Although pomegranates have been cultivated since ancient times, few southern gardeners include this deciduous to semi-evergreen large shrub or small tree (height and width of 12 to 15 feet or more) in their landscapes. Besides its glossy green leaves, pomegranates produce gorgeous carnationlike flowers during June and July. They are about an inch wide and comprised of 5 to 8 crumpled petals. They occur singly or in groups of twos and threes at the ends of the branches.
Pomegranate tolerates acid or alkaline soils and can be sited in full sun to part shade. However, best growth occurs in regions with hot summers and cool winters. The pomegranate can be grown as far north as Washington County, Utah, and Washington, D.C., but not expected to bear fruit. Domant pomegranates can tolerate temperatures down to 12 degrees F; however, severe damage can occur from late spring frosts when new growth emerges in the spring. Commercial pomegranate fruit production is centered in the Bakersfield-Fresno area of California.
There are basically two kinds of pomegranates: cultivars that produce sweet- or tart-flavored fruits and those that do not bear fruits. Many ornamental pomegranates have been selected for their showy flowers, especially those with double flowers that look like carnations. The fail to set fruit due to the abnormal structure of their flower parts. Although pomegranate flowers are typically hermaphroditic containing both male and female stamens an pistils, some nonfruiting cultivars have unisexual flowers or have flowers whose pistils degenerate or are nonfunctional. A few double-flowering pomegranates include ‘Alba’ (double white), ‘Mme. Legrelle’ (coral-red with white variegation), ‘Nochi Shibari'(dark red), and Tayosho (apricot).

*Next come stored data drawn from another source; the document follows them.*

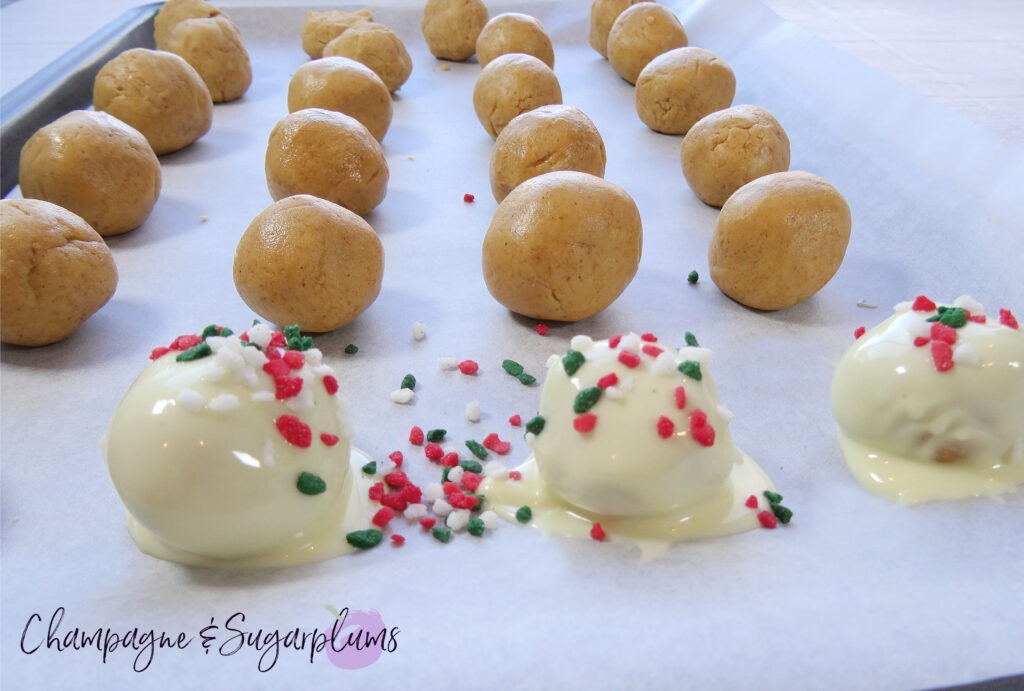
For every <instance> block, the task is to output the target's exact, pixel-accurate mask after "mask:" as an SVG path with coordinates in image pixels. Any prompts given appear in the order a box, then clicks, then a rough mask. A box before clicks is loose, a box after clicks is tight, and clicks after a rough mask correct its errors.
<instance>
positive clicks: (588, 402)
mask: <svg viewBox="0 0 1024 691" xmlns="http://www.w3.org/2000/svg"><path fill="white" fill-rule="evenodd" d="M602 393H603V391H602V390H601V387H599V386H591V387H588V388H586V389H583V390H582V391H580V393H578V394H577V397H575V400H574V401H572V411H573V412H574V413H578V414H580V413H586V412H587V411H589V409H590V408H592V407H594V404H595V403H597V399H598V398H600V397H601V394H602Z"/></svg>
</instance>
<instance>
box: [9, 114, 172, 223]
mask: <svg viewBox="0 0 1024 691" xmlns="http://www.w3.org/2000/svg"><path fill="white" fill-rule="evenodd" d="M160 182H161V174H160V161H158V160H157V155H156V154H154V153H153V148H152V147H151V146H150V144H148V143H147V142H146V140H145V138H144V137H143V136H142V135H141V134H139V133H138V131H137V130H135V129H133V128H132V127H130V126H129V125H126V124H124V123H123V122H121V121H120V120H118V119H117V118H115V117H113V116H111V115H108V114H105V113H98V112H95V111H73V112H71V113H69V114H68V115H66V116H63V117H61V118H59V119H57V120H55V121H54V122H52V123H50V124H49V125H47V126H46V127H43V128H42V129H40V130H39V131H37V132H36V133H35V134H33V135H32V136H31V137H30V138H29V140H28V141H27V142H25V146H23V147H22V156H20V161H19V164H18V184H19V185H20V186H22V196H23V197H26V198H30V199H39V200H45V201H47V202H52V203H53V204H56V205H58V206H61V207H63V208H65V209H68V210H69V211H71V212H73V213H75V214H78V215H79V216H81V217H82V218H84V219H85V222H86V223H88V224H89V225H90V226H92V228H93V229H95V230H96V232H98V233H99V234H100V235H116V234H119V233H122V232H127V231H129V230H132V229H134V228H137V227H138V226H140V225H141V224H142V222H143V221H144V220H145V219H146V218H148V216H150V212H151V211H153V206H154V205H155V204H156V203H157V198H158V197H160Z"/></svg>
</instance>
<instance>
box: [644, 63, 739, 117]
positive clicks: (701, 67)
mask: <svg viewBox="0 0 1024 691" xmlns="http://www.w3.org/2000/svg"><path fill="white" fill-rule="evenodd" d="M735 94H736V77H735V76H734V75H733V74H732V69H731V68H730V67H729V66H728V63H726V61H725V60H723V59H722V58H721V57H719V56H718V55H716V54H715V53H713V52H711V51H710V50H705V49H703V48H694V47H688V48H676V49H674V50H670V51H669V52H667V53H662V54H660V55H658V56H657V57H655V58H654V59H652V60H651V61H650V62H648V63H647V67H645V68H644V69H643V70H642V71H641V72H640V77H638V78H637V89H636V107H637V115H638V116H640V120H642V121H643V124H644V125H646V126H647V127H649V128H651V129H652V130H654V131H655V132H662V133H664V134H686V132H688V131H689V129H690V128H691V127H693V124H694V123H695V122H696V121H698V120H700V119H701V118H703V117H705V116H706V115H708V114H710V113H714V112H715V111H721V110H722V109H724V107H729V106H730V105H731V104H732V97H733V96H734V95H735Z"/></svg>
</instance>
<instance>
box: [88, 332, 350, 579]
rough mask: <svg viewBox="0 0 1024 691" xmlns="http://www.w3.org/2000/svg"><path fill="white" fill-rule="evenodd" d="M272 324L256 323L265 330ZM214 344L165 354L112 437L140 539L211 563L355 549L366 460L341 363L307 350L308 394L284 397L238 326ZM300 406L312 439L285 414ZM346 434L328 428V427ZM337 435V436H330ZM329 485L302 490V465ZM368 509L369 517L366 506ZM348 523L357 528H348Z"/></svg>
mask: <svg viewBox="0 0 1024 691" xmlns="http://www.w3.org/2000/svg"><path fill="white" fill-rule="evenodd" d="M268 333H269V330H266V329H265V328H263V327H257V328H254V329H253V330H251V331H250V335H251V336H252V337H253V340H254V341H255V340H258V339H262V340H263V341H264V342H265V340H266V339H267V338H268ZM207 343H209V344H210V345H211V346H212V347H213V349H214V354H213V355H210V356H207V357H203V358H201V359H197V360H193V361H188V362H179V361H176V355H177V354H178V352H177V351H174V350H172V351H171V352H169V353H167V354H164V355H162V356H161V357H159V358H158V359H156V361H154V362H153V363H152V364H151V365H150V366H148V368H147V369H146V370H145V371H143V372H142V374H141V375H140V376H139V377H138V379H136V381H135V382H134V383H133V384H132V386H131V387H130V388H129V390H128V391H127V393H126V394H125V396H124V398H123V399H122V401H121V403H120V405H119V406H118V409H117V411H116V412H115V414H114V418H113V420H112V422H111V426H110V429H109V431H108V433H106V435H105V437H104V439H103V440H102V442H101V445H102V447H103V452H104V455H105V457H106V462H108V468H109V470H110V474H111V479H112V480H113V481H114V485H115V488H116V489H117V491H118V493H119V494H120V496H121V500H122V501H123V502H124V505H125V508H126V509H127V512H128V527H129V531H130V532H131V534H132V537H133V538H134V539H135V542H136V544H137V545H138V547H139V549H140V550H141V551H143V552H145V553H147V554H151V555H153V556H157V557H160V558H163V559H169V560H172V561H178V562H181V563H185V564H191V565H202V566H230V567H237V566H270V565H284V564H291V563H300V562H304V561H313V560H319V559H326V558H330V557H333V556H336V555H338V554H341V553H343V552H348V551H350V548H349V547H348V545H347V544H346V543H345V538H344V536H345V533H346V532H347V531H348V530H351V529H355V528H356V527H366V526H365V525H353V523H358V521H359V513H360V512H359V507H360V496H364V495H365V492H358V487H357V484H358V480H357V476H358V475H359V473H358V472H354V473H353V472H351V471H350V468H351V465H352V463H351V461H350V456H351V457H353V459H352V460H354V456H355V455H354V454H353V452H352V449H351V448H350V445H349V441H350V438H351V433H350V430H349V425H348V422H347V415H346V413H345V411H344V408H343V406H342V403H341V401H340V399H339V398H338V396H337V395H332V394H331V393H329V391H328V388H327V386H326V385H325V376H326V375H329V374H330V368H327V366H326V365H324V364H323V363H322V362H321V353H319V351H316V350H315V349H309V350H306V351H304V352H303V353H302V355H303V360H304V361H303V362H302V364H301V366H300V368H298V369H294V370H292V371H291V372H290V373H289V376H291V377H297V378H299V379H301V381H302V386H301V389H300V390H299V393H298V395H295V396H291V397H288V398H285V399H278V398H276V397H275V383H274V378H273V377H272V376H271V375H269V374H267V373H266V372H264V371H263V369H262V366H263V364H264V363H266V362H267V357H266V355H265V354H264V353H263V352H261V351H260V350H259V349H258V348H254V347H248V346H247V347H243V345H242V342H241V341H240V340H239V338H238V337H236V336H231V337H227V338H224V337H210V338H208V339H207ZM282 416H294V417H295V418H297V419H298V420H299V421H300V422H301V423H302V424H304V425H308V427H309V431H310V435H311V436H310V443H309V445H308V446H306V447H302V446H300V445H295V444H293V443H292V442H290V441H289V440H287V439H286V438H285V436H284V435H283V434H282V432H281V431H279V428H278V425H276V424H275V423H276V421H278V420H279V419H281V418H282ZM325 433H326V434H328V435H334V436H329V437H327V441H325V440H323V439H322V438H321V435H322V434H325ZM334 437H337V441H336V442H334V443H333V444H332V443H330V442H332V441H333V440H334ZM303 472H305V473H312V474H314V475H316V476H318V477H319V478H321V479H323V480H324V482H325V483H326V490H325V491H323V492H321V493H315V494H307V493H303V492H302V491H300V490H299V488H298V486H297V481H298V478H299V475H300V474H301V473H303ZM364 521H365V518H364ZM346 528H347V529H346Z"/></svg>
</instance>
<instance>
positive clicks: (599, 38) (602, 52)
mask: <svg viewBox="0 0 1024 691" xmlns="http://www.w3.org/2000/svg"><path fill="white" fill-rule="evenodd" d="M649 1H650V0H594V3H593V4H592V5H591V6H590V47H591V48H593V49H594V50H596V51H597V52H599V53H601V55H602V56H603V57H607V56H608V32H610V31H611V25H613V24H614V23H615V19H617V18H618V15H620V14H622V13H623V10H625V9H626V8H627V7H631V6H633V5H635V4H637V3H638V2H649Z"/></svg>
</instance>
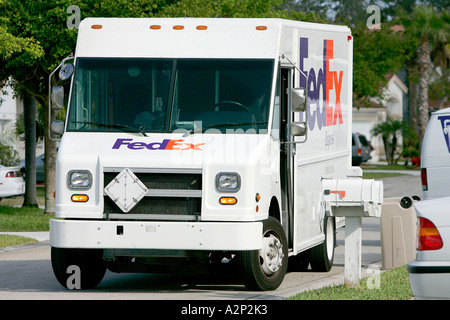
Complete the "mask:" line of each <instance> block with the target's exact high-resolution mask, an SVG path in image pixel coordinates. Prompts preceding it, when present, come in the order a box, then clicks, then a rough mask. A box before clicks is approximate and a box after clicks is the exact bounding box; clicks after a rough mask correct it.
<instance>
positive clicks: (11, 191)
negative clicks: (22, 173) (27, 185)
mask: <svg viewBox="0 0 450 320" xmlns="http://www.w3.org/2000/svg"><path fill="white" fill-rule="evenodd" d="M24 193H25V180H24V179H23V176H22V172H21V171H20V167H5V166H2V165H0V200H1V199H2V198H8V197H14V196H20V195H22V194H24Z"/></svg>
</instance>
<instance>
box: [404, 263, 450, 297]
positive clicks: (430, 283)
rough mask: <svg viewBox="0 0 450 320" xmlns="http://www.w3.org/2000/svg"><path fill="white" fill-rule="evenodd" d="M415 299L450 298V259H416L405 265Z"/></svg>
mask: <svg viewBox="0 0 450 320" xmlns="http://www.w3.org/2000/svg"><path fill="white" fill-rule="evenodd" d="M407 268H408V274H409V283H410V285H411V289H412V291H413V294H414V296H415V298H416V299H450V290H449V288H450V261H418V260H414V261H412V262H410V263H409V264H408V266H407Z"/></svg>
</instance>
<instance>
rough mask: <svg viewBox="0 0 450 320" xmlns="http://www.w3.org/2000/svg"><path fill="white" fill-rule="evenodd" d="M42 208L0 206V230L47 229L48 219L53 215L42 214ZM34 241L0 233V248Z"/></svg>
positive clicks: (19, 244) (35, 240)
mask: <svg viewBox="0 0 450 320" xmlns="http://www.w3.org/2000/svg"><path fill="white" fill-rule="evenodd" d="M44 211H45V210H44V209H39V208H20V207H18V208H17V207H8V206H4V205H2V206H0V231H1V232H8V231H9V232H29V231H49V220H50V219H52V218H54V215H44ZM32 242H36V240H34V239H30V238H26V237H20V236H15V235H0V248H4V247H11V246H17V245H22V244H28V243H32Z"/></svg>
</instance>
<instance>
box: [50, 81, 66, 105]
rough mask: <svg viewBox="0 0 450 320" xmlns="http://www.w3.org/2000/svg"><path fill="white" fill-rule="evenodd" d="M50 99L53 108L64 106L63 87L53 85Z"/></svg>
mask: <svg viewBox="0 0 450 320" xmlns="http://www.w3.org/2000/svg"><path fill="white" fill-rule="evenodd" d="M51 99H52V107H53V109H55V110H62V109H63V108H64V88H63V87H62V86H54V87H53V88H52V95H51Z"/></svg>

Fruiting cultivars bear round reddish-green to violet fruit about 3 to 5 inches wide that have a leathery rind. The fleshy seeds are enveloped in a juicy pulp, which may be sweet or tart-flavored depending on the cultivar. These healthy fruits provide potassium and vitamin C and are chock-full of antioxidants. Cultivars grown for their fruit include ‘Wonderful’, in cultivation since 1896, which bears double orangish-red flowers and greenish-red to reddish-orange fruit. The juice is mixed with sugar and water to make grenadine syrup. ‘Grenada’, is a close relative of ‘Wonderful’ with sweeter, darker fruit. ‘Ambrosia’ has gold rind with a red blush, while the rind of ‘Sweet’ remains slightly greenish with a red blush when ripe.
While folks may either like or dislike this unusual fruit, there’s no disagreement about the flowers. Granted, it may be an acquired taste. But there’s no disagreement about the flowers: they’ve been captivating civilizations for centuries.